The H2-receptor blockers ranitidine, famotidine, and nizatidine
have been used in pregnancy and are classified as pregnancy category
B drugs, meaning there is no animal data to suggest teratogenicity
and no human data available. However, in clinical experience, there
have been birth defects in 4% to 6% of children born to women who
have taken these drugs to treat GERD. While that rate is no higher
than the normal rate of birth defects, this class of agents still
should not be used during pregnancy. All drugs should be avoided,
if possible, in the first trimester, when fetal organs are forming.
Calcium carbonate tablets can be taken to relieve GERD symptoms;
they are also an acceptable form of calcium intake during pregnancy.
How should constipation be treated during pregnancy?
The best way to treat constipation during pregnancy is with diet.
Fruits such as papaya, prunes, pears, plums, and peachesand
plenty of waterare helpful. High doses of magnesium are controversial
because of the risk of central nervous system (CNS) problems in
infants and therefore should not be used in excess during pregnancy.
If constipation does not resolve with dietary modifications, low
doses of senna or cascara can be taken twice a week.
Can celiac sprue develop during pregnancy?
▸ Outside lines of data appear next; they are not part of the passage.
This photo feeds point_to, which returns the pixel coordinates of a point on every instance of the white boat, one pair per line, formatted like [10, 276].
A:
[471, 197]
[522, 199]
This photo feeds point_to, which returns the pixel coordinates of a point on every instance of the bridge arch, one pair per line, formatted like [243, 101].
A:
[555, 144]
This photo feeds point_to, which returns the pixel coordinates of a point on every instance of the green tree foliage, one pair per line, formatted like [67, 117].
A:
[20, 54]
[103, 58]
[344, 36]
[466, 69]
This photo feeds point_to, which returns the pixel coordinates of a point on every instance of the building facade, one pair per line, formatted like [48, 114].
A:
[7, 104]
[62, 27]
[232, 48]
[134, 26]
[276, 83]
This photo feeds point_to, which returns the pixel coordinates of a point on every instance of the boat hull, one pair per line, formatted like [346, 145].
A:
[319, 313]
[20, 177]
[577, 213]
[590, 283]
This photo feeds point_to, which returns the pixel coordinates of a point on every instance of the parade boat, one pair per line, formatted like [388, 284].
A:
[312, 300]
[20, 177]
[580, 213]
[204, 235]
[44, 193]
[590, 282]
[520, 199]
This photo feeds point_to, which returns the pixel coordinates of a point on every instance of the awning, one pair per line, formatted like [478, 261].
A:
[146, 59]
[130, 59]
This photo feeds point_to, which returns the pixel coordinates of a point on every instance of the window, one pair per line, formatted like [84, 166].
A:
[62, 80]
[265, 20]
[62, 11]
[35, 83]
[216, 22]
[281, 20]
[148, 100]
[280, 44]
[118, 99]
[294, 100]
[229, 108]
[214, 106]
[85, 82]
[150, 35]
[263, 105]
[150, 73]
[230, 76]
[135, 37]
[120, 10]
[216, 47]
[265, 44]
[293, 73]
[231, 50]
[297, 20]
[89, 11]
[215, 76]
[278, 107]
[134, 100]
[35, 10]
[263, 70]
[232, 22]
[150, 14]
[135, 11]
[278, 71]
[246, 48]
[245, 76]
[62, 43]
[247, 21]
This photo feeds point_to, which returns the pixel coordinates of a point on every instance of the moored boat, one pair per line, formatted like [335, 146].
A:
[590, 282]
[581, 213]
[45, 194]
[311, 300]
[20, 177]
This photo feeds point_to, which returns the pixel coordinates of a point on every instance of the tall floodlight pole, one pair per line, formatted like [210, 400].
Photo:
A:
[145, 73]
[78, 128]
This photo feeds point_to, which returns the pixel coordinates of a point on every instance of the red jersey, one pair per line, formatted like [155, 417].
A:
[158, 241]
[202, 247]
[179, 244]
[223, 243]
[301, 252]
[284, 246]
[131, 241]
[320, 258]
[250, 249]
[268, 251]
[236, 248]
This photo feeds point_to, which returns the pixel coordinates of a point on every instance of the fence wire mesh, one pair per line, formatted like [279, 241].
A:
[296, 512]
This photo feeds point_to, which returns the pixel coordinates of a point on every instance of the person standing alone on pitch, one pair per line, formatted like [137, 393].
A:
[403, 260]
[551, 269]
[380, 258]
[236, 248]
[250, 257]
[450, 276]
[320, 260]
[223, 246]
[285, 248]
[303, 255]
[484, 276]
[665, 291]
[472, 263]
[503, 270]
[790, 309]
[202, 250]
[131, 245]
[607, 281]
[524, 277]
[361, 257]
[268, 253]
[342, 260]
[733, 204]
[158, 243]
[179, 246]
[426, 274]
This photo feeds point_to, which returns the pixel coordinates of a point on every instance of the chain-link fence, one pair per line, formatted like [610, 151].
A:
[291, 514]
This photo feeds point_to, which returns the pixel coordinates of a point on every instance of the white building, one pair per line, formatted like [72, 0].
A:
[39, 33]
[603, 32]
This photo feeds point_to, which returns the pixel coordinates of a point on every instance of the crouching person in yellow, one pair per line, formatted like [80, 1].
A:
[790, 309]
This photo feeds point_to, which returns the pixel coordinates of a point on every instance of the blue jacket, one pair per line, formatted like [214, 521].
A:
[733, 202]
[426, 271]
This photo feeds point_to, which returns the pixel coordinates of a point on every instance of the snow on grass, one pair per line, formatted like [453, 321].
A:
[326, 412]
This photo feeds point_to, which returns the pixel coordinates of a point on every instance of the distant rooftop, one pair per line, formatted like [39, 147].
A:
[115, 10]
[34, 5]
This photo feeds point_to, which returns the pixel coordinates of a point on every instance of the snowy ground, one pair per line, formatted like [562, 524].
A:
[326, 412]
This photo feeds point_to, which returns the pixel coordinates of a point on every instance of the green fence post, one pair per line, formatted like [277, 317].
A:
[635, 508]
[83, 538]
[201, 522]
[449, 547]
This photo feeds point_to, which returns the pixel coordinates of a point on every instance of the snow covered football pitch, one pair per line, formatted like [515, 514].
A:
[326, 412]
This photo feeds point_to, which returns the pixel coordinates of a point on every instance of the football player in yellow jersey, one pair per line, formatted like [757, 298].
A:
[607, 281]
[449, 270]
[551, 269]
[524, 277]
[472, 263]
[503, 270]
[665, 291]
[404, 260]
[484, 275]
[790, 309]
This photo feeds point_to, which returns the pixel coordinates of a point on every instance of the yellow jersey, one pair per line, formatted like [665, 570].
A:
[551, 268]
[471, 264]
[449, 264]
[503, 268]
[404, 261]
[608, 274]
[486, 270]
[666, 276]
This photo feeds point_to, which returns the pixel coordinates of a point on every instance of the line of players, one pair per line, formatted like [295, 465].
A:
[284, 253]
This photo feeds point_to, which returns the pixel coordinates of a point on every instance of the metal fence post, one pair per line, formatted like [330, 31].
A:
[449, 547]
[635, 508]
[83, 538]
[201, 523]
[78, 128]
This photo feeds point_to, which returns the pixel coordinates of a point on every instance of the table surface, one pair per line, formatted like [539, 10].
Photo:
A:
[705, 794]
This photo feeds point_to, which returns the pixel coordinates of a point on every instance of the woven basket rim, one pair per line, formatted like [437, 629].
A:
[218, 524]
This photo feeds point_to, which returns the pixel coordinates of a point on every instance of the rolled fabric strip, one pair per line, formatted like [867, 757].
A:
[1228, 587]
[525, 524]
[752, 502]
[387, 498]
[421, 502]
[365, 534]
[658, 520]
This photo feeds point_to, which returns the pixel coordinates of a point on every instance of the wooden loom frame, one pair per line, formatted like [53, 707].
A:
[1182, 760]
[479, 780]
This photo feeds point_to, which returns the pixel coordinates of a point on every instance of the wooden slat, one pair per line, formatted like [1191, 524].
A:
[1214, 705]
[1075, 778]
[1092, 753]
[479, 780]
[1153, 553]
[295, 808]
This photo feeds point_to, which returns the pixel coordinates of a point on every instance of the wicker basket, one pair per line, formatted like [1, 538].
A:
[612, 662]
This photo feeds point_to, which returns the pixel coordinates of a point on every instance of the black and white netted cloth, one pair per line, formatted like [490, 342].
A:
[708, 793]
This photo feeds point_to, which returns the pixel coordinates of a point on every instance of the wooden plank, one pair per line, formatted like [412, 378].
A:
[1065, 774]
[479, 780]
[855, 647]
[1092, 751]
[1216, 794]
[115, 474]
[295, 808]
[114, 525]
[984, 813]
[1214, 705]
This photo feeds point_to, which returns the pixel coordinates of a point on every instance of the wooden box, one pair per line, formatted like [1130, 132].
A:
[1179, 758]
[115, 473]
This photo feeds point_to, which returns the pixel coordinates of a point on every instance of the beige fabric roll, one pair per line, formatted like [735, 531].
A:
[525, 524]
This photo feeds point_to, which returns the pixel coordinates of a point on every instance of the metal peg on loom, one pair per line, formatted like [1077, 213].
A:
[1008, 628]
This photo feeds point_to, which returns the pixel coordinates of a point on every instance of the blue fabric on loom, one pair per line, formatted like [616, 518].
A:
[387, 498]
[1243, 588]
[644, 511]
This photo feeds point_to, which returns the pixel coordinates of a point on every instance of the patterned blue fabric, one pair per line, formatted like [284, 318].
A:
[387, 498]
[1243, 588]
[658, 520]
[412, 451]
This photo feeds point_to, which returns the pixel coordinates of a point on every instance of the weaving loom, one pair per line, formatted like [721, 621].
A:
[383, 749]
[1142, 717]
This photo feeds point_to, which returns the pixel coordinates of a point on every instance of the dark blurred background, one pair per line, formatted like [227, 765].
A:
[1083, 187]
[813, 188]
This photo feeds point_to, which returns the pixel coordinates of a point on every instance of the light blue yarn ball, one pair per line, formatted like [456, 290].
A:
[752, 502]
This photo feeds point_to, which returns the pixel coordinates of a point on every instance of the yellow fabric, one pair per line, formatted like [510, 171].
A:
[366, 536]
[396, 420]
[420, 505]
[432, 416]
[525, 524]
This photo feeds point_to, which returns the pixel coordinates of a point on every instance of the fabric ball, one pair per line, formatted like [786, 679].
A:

Celiac sprue can develop during pregnancy, typically causing anorexia,
diarrhea, and dehydration that can lead to persistent nausea and
vomiting. The electrolyte abnormalities may be confused with hyperemesis
gravidarum. The diagnosis of celiac sprue can be made by using antibody
blood tests; the tissue transglutaminase IgA and antiendomysial
IgA are virtually 100% specific for sprue. Their sensitivity, however,
is only about 80%. Other serologic tests can detect antigliadin
antibodies, which are IgA and IgG. However, these antibodies are
not as sensitive or specific as the tissue transglutaminase and
endomysial antibodies.
Because all serologies will normalize after the patient goes on
a gluten-free diet, they are useful for monitoring compliance with
such a diet. It is important to note that selective IgA deficiency
is ten times more common in celiac sprue than in the general population.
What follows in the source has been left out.